Alguns elementos da equipa técnica devem ter visto as pessoas, e não me importo que as reconheçam. Só quero que o público tenha uma experiência pura. Por isso, se soubermos um dia quem atuou no cubo, eu não me importo. Alguns artistas quiseram anunciar e não há problema. Mas acho que os artistas também gostaram muito de não falar sobre isso e de poderem fazer o que queriam.
Será que alguma vez vamos saber quem são estes artistas?

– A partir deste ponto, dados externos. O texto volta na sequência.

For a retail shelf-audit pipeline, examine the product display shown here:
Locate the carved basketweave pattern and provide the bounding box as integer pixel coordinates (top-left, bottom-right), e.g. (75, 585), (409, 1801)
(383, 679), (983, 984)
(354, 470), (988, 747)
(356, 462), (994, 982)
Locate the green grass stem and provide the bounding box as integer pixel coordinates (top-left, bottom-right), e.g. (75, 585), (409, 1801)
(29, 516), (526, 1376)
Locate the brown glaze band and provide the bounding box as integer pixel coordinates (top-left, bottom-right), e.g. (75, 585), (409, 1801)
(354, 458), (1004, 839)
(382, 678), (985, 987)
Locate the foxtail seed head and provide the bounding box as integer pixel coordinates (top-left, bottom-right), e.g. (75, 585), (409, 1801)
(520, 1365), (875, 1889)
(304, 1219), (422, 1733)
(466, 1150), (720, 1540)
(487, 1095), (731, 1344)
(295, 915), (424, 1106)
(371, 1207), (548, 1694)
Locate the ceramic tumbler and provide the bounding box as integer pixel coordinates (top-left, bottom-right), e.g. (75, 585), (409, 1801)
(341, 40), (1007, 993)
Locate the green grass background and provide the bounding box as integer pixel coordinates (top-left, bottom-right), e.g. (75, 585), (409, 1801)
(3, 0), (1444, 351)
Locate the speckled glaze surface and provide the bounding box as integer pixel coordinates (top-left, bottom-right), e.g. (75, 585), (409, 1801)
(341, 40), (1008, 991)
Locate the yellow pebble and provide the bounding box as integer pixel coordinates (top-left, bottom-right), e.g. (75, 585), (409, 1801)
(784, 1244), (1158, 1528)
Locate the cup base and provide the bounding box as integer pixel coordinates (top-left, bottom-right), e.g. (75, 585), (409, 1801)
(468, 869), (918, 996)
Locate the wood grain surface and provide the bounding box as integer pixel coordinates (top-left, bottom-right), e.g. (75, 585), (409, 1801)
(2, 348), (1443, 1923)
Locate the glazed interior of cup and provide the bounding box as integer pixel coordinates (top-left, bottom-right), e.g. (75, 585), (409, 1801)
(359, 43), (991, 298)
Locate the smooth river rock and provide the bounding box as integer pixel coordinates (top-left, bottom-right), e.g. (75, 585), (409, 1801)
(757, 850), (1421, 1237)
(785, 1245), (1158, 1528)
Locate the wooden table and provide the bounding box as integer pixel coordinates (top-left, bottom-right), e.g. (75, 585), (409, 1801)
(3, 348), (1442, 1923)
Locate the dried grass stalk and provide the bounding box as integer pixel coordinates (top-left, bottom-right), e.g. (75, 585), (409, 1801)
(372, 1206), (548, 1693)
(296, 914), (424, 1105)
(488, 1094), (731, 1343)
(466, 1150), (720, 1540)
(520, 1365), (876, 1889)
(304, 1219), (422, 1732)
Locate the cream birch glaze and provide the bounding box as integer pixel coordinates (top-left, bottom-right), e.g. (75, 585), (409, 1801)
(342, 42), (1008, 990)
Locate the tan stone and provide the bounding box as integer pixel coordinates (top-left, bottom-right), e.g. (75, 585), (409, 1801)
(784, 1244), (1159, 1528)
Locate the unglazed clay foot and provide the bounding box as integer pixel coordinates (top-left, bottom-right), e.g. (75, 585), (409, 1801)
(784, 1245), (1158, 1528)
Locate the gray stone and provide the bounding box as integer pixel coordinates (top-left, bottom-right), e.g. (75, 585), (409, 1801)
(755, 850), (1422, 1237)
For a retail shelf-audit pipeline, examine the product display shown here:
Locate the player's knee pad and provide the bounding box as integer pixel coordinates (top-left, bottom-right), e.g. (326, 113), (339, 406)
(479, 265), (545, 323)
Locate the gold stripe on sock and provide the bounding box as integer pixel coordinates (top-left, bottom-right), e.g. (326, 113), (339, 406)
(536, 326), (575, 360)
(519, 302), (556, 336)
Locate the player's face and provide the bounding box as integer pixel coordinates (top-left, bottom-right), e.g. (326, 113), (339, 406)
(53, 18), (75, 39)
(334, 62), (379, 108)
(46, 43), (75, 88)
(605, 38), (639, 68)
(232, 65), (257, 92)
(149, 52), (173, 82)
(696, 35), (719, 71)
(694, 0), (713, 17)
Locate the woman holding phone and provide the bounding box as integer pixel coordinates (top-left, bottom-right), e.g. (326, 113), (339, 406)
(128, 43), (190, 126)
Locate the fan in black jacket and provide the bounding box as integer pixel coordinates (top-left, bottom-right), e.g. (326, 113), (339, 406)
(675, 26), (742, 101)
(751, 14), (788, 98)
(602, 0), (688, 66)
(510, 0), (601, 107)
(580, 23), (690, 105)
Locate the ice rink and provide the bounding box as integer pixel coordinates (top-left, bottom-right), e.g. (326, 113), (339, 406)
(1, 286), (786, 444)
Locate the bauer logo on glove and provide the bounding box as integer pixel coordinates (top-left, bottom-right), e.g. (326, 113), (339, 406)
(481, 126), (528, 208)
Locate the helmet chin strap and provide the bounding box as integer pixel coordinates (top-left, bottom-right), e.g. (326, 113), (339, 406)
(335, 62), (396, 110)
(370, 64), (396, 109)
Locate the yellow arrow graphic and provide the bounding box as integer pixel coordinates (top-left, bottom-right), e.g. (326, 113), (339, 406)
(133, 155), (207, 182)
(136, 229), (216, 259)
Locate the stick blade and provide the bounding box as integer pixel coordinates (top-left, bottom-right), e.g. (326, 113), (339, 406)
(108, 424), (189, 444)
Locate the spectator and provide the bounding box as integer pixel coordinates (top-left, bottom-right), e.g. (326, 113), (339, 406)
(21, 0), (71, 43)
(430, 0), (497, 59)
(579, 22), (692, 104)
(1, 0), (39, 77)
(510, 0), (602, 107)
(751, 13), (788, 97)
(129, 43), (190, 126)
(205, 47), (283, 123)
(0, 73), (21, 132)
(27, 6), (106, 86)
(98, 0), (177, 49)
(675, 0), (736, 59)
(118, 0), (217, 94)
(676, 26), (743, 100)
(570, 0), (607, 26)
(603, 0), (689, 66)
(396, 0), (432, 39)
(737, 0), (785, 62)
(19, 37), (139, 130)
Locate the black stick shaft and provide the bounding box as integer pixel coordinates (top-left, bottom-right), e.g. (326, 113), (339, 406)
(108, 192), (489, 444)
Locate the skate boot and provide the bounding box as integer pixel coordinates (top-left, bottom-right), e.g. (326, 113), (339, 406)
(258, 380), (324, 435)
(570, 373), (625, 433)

Espero que não… Mas talvez vocês já saibam. Acho que isso é mais uma questão. Quem é que achas que tocou?
Não tenho palpites.
Não acho que seja importante saber quem é. Acho que é mais importante pensar em como foi a experiência lá. Como é que ouvimos? Até que ponto estamos conscientes da nossa própria audição quando não estávamos a ver quem era? Em que medida é que os efeitos visuais também nos distraem da experiência auditiva pura? Deveria a projeção visual ser completamente silenciosa? Porque, se for esse o caso, não é necessário construir um cubo, basta pendurar uma cortina em frente ao palco, por exemplo. [Pega no telefone e suspira] Oh, já estamos quase esgotados para o próximo ano. Uau. Isto é de loucos.